A letter

Archive for August, 2015|Monthly archive page

In the face of fear: Shadow dwelling.

In New York Summer on August 15, 2015 at 10:27 am

In the throws of change and the unknown, at times this week I felt like I was dangling off a cliff. I fought through the days giving it all I had, grasping for trust, uttering truths under my breath. The nights met me with sleeplessness, and I could feel fear and panic trying to grab my heart. I spent several nights this week bawling myself to sleep just calling out to Jesus, knowing I have nothing to fear, but feeling it so near.

It’s been a Psalm-like week. I find it so easy to romanticize the Psalms I have read my whole life, yet in doing so, forget the real struggle of David’s soul. He didn’t write “tears have been my bed day and night” for poetry’s sake. He wrestled with life’s reality and the goodness of God. He felt at times forgotten. He was aware of the frailty of his own soul. But though he struggled, though he was despairing at times, he continually declared the goodness we know to be true of our God. Even when he heard no answer, he would say,”But for you, O Lord, do I wait: it is You, O Lord my God, who will answer.”

This has been my journey this week. In my dance with fear, at times I felt alone and helpless. Yet in spite of fear, I found courage from David’s journey to speak what I know to be true. I have reminded my heart that I have never seen the righteous forsaken. I’ve continued to believe that I will not be shaken, because He is my Rock. I found courage this week from Davidfrom his honesty, from the bareness of his own soul, and from his clinging to Yahweh amidst darkness. I’ve found freedom in admitting I’m afraid, so that He can take me from it.

You probably remember my childhood verse as well as I do. It’s been my daily bread–my meditation. It’s been so comforting, so familiar, and yet so new:

“He who dwells in the shelter of the Most High will abide in the shadow of the Almighty. I will say of the Lord, He is my refuge and my fortress, my God, in whom I  trust.
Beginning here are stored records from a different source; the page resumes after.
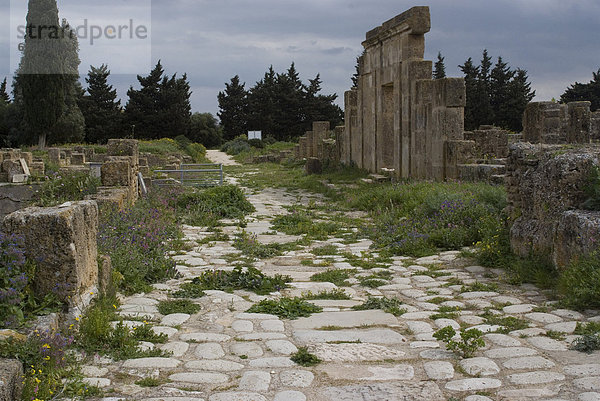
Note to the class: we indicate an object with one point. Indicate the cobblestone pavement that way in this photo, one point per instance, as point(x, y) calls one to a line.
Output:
point(224, 354)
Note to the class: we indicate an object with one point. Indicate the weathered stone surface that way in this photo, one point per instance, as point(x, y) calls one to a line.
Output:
point(355, 352)
point(175, 319)
point(592, 369)
point(473, 384)
point(209, 351)
point(237, 396)
point(63, 242)
point(151, 363)
point(378, 336)
point(256, 381)
point(205, 337)
point(296, 378)
point(512, 352)
point(528, 362)
point(282, 347)
point(369, 373)
point(214, 365)
point(422, 391)
point(289, 395)
point(273, 362)
point(480, 366)
point(530, 378)
point(439, 370)
point(11, 372)
point(199, 378)
point(251, 350)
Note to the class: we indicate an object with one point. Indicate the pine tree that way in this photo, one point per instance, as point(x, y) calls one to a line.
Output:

For he will deliver you from the snare of the fowler and from the deadly pestilence. He will cover you with his pinions, and under his wings you will find refuge; His faithfulness is a shield and buckler.”
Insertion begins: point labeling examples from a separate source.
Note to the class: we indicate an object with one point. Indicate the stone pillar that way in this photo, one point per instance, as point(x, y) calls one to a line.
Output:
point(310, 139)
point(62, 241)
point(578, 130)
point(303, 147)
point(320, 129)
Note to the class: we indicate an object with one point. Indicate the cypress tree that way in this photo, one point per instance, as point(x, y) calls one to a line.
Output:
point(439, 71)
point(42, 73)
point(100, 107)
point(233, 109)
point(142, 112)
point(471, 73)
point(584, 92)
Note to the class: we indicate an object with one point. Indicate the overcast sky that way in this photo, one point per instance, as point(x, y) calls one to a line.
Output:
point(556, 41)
I’m finding my place in His shadow again.

Love you, friend,

Bep

365 days: A new chapter.

In New York Summer on August 6, 2015 at 3:20 pm


Sometimes seasons change, and sometimes seasons really change. We are in one of those really changing ones, and to mark the ending of our first 365 days here, we found out we have to move. I know, I know, moving can kind of be a crying matter, and though I really don’t like packing, for some reason this time, it feels exhilarating. Maybe because it’s been one of the craziest years of our lives. Maybe it’s because it feels we are on the tipping point, and this just might send us over the edge—in a good way. Sometimes it seems we help in the changing of a season, and other times, He just turns the page. It seems that latter is true right now, He’s turning our page, or should I say, beginning a new chapter.

I’m flooded with so many emotions in the completion of this year, but the overall feeling is awe. We’ve made it. We did it. He did it. We are here. This year has been many things for us: crazy, grueling, terrifying, adventurous, daring, risky, fun, and a ton of hard work. To say, “We’ve made it!” is no small thing. There have been many moments I wondered if we would. To be here, a year later, looking back, I am in awe.
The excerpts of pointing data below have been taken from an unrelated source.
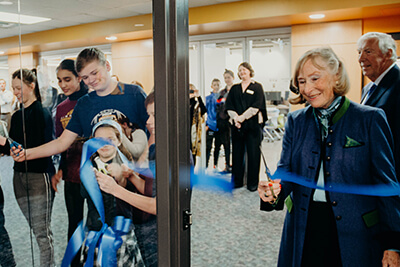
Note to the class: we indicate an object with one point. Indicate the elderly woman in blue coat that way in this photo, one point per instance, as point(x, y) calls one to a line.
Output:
point(334, 141)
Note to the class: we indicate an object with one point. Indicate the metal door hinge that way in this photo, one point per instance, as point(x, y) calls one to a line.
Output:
point(187, 219)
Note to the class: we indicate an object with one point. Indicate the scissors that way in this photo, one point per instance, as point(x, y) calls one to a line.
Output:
point(268, 172)
point(11, 141)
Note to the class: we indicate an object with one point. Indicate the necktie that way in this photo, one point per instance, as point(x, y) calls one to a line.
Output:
point(370, 91)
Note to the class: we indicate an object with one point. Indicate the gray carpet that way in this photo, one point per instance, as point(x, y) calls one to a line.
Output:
point(227, 230)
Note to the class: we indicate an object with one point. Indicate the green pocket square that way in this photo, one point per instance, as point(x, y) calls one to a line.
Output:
point(350, 142)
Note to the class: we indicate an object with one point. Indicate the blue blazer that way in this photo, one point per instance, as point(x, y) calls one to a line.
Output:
point(359, 219)
point(387, 97)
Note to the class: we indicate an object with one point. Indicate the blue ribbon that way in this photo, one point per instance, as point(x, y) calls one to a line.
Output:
point(380, 190)
point(108, 239)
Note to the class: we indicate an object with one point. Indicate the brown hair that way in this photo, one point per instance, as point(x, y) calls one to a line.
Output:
point(215, 80)
point(149, 99)
point(247, 66)
point(88, 55)
point(28, 77)
point(229, 72)
point(334, 65)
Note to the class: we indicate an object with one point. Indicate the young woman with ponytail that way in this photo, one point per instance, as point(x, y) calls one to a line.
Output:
point(32, 126)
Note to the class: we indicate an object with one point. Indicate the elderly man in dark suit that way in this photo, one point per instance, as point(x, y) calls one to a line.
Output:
point(377, 58)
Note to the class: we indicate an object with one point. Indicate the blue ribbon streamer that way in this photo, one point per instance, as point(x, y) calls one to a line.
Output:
point(379, 190)
point(108, 239)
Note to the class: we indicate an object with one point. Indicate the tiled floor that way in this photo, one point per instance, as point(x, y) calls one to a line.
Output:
point(227, 230)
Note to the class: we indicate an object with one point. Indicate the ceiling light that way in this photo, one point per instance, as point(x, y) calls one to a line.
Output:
point(317, 16)
point(6, 3)
point(23, 19)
Just what does He have for us ahead? Something new, that’s for sure. Though new in relation to moving means lots of work, it is none-the-less new, and that is exciting. I feel like He’s lifting our sky, that the possibilities are endless. Closing this chapter brings a sense of relief and thankfulness. I can’t wait to see what He has up His sleeve. It’s going to be great. I just know it. People say New York will chew you up and spit you out. Well, it has chewed us up, but it likes our flavor. We’re not going anywhere. We like it, too. Actually, we love it, and that says a lot. When it hasn’t been easy and you can’t picture anywhere else you’d rather be, you know you’re in the right spot. See, the grass is greenest where He’s led us. It always is if we’re willing to look.